Continuous Latent Diffusion Language Model

Viewed from a broader perspective, this study is not only concerned with proposing an alternative architecture for text generation, but also with clarifying a more general picture of learning in which representation, objective, and environment must be understood jointly. From this perspective, the three themes of this work are closely connected rather than independent. The first concerns how text should be represented and generated. The second concerns what kinds of objectives and evaluation criteria are genuinely aligned with such representations. The third concerns the kind of environment in which a model should ultimately learn if the goal is more general multimodal intelligence.

A useful starting point is to formalize learning itself as a model–environment interaction system. Let the environment be

\[ \mathcal{E} = (\Omega,\, \mathcal{O},\, \mathcal{A},\, \mathcal{T},\, \mathcal{F},\, \mathcal{G}), \tag{1} \]

where \(\Omega\) is the environment state space, \(\mathcal{O}\) is the observation space, \(\mathcal{A}\) is the action or output space, \(\mathcal{T}\) is the state transition mechanism, \(\mathcal{F}\) is the feedback generation mechanism, and \(\mathcal{G}\) is the rule that converts feedback into optimization signals. Importantly, the notion of environment is understood here in a broad sense: it includes not only the external world, but also the data distribution presented to the model, task formats, supervision protocols, and even the loss rules by which feedback is transformed into gradients.

Let the model be denoted by \(M_\theta\), with internal state space \(\mathcal{H}\), state update map \(U_\theta\), and policy or generation map \(\Pi_\theta\). At interaction step \(t\), the closed-loop system can be written as

\[ \begin{aligned} o_t &\sim P_{\mathcal{E}}(\cdot \mid \omega_t), \\ h_t &= U_\theta(h_{t-1}, o_t), \\ a_t &\sim \Pi_\theta(\cdot \mid h_t), \\ \xi_t &\sim \mathcal{F}(\cdot \mid \omega_t, o_t, a_t), \\ \omega_{t+1} &\sim \mathcal{T}(\cdot \mid \omega_t, o_t, a_t, \xi_t), \\ \ell_t &= \mathcal{G}(\omega_t, o_t, a_t, \xi_t). \end{aligned} \]

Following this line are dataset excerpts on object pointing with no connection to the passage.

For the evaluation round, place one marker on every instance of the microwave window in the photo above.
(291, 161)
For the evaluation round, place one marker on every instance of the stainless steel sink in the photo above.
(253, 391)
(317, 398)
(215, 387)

The overall learning objective is therefore

\[ \mathcal{J}(\theta;\, \mathcal{E}) \;=\; \mathbb{E}_{\tau \sim P(\tau \mid \theta, \mathcal{E})} \!\left[\sum_{t=1}^{T} \gamma^{t-1}\, \ell_t \right], \tag{2} \]

where \(\tau\) denotes a complete interaction trajectory and \(\gamma\) is the discount factor.

This formalization shows directly that learning is never an isolated question of model structure alone. Rather, it is jointly determined by three factors: first, the state space in which the model absorbs and organizes information; second, the kind of feedback through which the environment defines improvement; and third, the actual structure that generates observations, transitions, and feedback. In this work, these three aspects correspond precisely to the three recurring themes of the paper: how text should be represented, which metrics are aligned with the true learning objective, and what kind of environment unified models are ultimately meant to enter.

1 · Rethinking text modeling: from state space to hierarchical generation

From a system-level perspective, the central question of text modeling is not merely which generation order to adopt, but rather in what kind of state text should be represented within the learning system. Mainstream autoregressive language models bind the state tightly to the surface token prefix, and generation is therefore written as

\[ p_{\mathrm{AR}}(x) = \prod_{t=1}^{n} p_\theta(x_t \mid x_{<t}). \tag{3} \]

This factorization is highly effective, but it fundamentally corresponds to a strong modeling assumption: both global semantics and local realization are propagated through the same token-level conditional chain. In other words, it assumes that the surface string itself is the most natural and primary state space.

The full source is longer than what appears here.